- Emmanuel (“god” with us) Macron, god wannabe. Snake changes its skin but is still a snake.
- Charlemagne – Emmanuel Macron Ditces Jupiter for Other Gods | Europe
by The Economist,via https://finanz.dk/ , 29 April 2020
THE OFFICIAL presidential plane, with its crisp-white fuselage and tricolore livery, is cruising at high altitude towards Paris from Beijing. Inside his airborne meeting room, Emmanuel Macron has just finished a debrief at the end of a China trip, leaving his staff to snatch a few hours’ sleep. To the visitor’s untrained eye, the most astonishing feature in the presidential aircraft office is not the framed print fixed defiantly to the wall, nor the leather chairs bolted rigidly to the floor. It is that Mr Macron is wearing a hoodie.

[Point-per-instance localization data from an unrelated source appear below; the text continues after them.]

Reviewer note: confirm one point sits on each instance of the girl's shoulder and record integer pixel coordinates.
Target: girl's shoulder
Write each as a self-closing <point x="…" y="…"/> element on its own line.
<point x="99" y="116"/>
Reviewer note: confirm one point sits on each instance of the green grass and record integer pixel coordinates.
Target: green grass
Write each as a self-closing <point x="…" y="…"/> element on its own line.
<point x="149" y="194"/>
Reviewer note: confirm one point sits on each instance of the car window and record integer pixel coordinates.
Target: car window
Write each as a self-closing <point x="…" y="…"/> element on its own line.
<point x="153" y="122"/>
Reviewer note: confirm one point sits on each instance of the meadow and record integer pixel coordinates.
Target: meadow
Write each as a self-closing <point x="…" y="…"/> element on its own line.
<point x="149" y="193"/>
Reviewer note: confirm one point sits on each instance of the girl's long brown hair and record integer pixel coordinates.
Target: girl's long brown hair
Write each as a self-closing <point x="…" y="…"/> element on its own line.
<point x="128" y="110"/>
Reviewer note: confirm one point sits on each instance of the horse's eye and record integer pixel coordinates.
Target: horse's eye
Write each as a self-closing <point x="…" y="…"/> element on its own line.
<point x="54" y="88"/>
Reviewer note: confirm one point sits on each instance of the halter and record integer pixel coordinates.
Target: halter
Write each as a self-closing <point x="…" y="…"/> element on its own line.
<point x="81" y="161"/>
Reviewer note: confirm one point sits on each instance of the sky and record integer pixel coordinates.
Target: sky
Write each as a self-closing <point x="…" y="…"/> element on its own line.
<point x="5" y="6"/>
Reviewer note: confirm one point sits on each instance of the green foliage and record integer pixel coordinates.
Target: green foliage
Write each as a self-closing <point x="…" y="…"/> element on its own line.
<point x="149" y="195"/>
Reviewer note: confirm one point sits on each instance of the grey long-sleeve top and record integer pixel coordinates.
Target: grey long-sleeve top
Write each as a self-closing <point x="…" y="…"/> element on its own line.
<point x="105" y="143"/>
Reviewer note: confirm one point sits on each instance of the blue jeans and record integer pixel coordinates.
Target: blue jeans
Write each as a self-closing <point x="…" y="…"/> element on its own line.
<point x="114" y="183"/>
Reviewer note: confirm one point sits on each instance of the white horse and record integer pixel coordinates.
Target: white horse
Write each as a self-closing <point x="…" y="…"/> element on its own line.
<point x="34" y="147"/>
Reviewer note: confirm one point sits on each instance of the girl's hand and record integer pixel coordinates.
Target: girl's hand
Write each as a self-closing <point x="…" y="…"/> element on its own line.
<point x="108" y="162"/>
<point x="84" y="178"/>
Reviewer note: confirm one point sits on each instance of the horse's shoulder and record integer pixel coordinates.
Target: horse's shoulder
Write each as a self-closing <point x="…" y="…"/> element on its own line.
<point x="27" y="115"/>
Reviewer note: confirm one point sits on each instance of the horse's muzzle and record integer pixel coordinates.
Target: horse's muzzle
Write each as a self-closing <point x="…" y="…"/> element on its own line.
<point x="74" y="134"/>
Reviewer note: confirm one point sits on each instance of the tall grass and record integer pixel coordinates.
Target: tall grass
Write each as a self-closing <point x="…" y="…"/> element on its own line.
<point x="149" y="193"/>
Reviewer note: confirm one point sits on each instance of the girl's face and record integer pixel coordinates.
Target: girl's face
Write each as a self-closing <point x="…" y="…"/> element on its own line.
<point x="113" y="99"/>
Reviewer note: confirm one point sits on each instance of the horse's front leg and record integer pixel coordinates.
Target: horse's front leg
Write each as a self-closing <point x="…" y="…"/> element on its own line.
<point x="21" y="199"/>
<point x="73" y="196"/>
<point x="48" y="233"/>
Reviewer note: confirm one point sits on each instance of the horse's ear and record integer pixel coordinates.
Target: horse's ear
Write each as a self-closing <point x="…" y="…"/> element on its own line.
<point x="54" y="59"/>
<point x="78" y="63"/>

Most world leaders have their signature look. Unicolour jackets for Germany’s Angela Merkel. Artfully unkempt hair for Britain’s Boris Johnson. In Mr Macron’s case, his uniform is a suit. Not the pinstriped sort he once favoured as a young investment banker. But a well cut, navy costume, with matching sober tie. He wears it to visit hospitals, to talk virtually to European leaders, even last week to drop in on a tomato farm and a supermarket. For his detractors, the sharp suit is an offensive marker of his membership of the highly educated, metropolitan elite. For Mr Macron, a long-standing theatre enthusiast, the suit is literally a costume: a way of projecting in public an aura of formality, authority and power to fit the commanding Fifth Republic presidential office.

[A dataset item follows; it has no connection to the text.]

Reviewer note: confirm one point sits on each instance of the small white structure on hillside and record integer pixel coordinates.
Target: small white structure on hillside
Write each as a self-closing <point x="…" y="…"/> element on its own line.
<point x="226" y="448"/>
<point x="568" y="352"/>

As the covid-19 health crisis unfolds in Europe, such aspects of leadership style are being tested. Mrs Merkel’s cautious, rational manner answers the moment’s yearning for quiet competence, at least for now. Mr Johnson’s customary bluster is more jarring. Mr Macron, who slipped into a Jupiterian costume on election night in 2017, stepping out from the shadows of the Louvre palace, has opted for a metaphorical change of attire. Since the pandemic struck, the know-it-all president who used to lecture his people from on high has switched outfits twice: to that of a warrior leading the French into battle, and then to one of a self-questioning leader who uses the word “humility” 11 times in a single interview. To borrow the president’s classical allusions, he has gone from wearing the costume of Jupiter (king of the Roman gods), to that of Mars (god of war), and now Minerva (goddess of wisdom).

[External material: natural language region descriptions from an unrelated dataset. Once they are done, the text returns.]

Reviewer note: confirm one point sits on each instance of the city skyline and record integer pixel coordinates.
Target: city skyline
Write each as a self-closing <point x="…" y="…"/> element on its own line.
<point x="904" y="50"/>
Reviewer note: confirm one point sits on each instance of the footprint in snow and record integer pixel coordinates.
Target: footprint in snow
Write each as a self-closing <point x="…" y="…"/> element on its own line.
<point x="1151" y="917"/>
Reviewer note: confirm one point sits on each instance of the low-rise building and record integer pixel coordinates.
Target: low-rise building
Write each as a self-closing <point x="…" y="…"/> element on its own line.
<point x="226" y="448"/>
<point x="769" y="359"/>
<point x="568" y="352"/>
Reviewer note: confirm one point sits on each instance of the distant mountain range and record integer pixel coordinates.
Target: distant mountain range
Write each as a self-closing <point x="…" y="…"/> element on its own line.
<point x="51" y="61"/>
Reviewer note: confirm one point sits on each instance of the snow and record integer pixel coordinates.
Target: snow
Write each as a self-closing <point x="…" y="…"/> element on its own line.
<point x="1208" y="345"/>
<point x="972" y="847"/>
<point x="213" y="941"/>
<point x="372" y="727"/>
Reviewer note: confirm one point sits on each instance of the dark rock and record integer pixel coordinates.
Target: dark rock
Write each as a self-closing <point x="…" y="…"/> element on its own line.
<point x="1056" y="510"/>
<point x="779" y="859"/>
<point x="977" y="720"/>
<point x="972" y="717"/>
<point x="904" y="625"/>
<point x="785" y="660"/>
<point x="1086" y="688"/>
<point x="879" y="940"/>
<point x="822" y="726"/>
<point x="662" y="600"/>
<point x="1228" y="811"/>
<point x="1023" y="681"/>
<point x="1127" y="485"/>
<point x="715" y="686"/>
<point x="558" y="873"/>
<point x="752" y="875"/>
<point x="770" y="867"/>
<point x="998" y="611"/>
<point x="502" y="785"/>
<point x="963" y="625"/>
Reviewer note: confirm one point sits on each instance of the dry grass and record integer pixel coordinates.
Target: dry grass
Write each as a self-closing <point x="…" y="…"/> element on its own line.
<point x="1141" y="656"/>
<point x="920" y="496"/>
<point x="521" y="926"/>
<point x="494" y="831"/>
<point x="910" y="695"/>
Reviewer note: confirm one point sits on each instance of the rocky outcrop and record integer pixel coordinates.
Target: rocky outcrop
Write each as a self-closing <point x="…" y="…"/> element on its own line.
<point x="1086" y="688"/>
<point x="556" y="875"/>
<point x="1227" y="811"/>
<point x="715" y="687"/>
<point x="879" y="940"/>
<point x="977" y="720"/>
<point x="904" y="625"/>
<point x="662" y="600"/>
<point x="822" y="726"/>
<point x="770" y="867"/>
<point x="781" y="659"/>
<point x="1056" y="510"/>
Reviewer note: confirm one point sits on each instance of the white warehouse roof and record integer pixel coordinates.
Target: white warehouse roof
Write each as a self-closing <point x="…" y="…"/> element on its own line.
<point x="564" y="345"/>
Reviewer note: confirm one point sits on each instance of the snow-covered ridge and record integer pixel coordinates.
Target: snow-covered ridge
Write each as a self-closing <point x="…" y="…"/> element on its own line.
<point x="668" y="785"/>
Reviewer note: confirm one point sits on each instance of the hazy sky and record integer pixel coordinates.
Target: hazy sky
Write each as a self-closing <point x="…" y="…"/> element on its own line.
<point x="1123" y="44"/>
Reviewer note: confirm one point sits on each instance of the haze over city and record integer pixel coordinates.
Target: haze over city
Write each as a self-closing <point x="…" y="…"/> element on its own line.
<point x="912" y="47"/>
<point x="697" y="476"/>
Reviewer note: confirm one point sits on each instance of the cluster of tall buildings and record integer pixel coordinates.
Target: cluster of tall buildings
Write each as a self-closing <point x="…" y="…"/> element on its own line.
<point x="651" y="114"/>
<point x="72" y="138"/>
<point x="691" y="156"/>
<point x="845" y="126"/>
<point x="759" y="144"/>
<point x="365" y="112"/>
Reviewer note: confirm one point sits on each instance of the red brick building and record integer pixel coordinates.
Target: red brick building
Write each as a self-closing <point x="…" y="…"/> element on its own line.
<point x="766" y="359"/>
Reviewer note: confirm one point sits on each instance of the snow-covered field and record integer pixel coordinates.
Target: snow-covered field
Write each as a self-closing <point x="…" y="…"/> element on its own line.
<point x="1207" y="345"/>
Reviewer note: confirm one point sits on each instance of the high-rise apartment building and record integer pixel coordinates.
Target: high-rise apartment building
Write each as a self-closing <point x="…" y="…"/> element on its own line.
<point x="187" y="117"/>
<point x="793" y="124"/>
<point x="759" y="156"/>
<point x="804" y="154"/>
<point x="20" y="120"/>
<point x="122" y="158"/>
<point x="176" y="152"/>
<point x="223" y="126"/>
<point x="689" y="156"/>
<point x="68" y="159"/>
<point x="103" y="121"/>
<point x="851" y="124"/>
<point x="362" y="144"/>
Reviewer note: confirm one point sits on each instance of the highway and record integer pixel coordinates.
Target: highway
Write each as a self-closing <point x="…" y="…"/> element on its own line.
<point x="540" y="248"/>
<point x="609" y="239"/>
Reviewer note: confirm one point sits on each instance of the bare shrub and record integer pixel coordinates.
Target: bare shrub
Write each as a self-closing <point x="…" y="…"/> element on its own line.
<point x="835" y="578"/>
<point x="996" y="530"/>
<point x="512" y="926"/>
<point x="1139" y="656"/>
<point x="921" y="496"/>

Mr Macron’s earlier Jupiterian costume is worth revisiting. The “Jupiterian” presidency was his response to the excessively “normal” presidency of his Socialist predecessor, François Hollande, whom he served both as an adviser and minister. The French, with their romantic national myths of glorious conquest and civilisation, sought not just competent government, argued Mr Macron before his election, but leadership that symbolised exceptional, almost mystical, power. Once in office, however, if Mr Macron imagined he was projecting authority, the French increasingly saw aloofness and disdain. He once breezily told an unemployed gardener: “I can cross the road and find you a job.” The gilets jaunes (yellow jackets) protests followed. Jupiter tumbled from Olympus with a thud.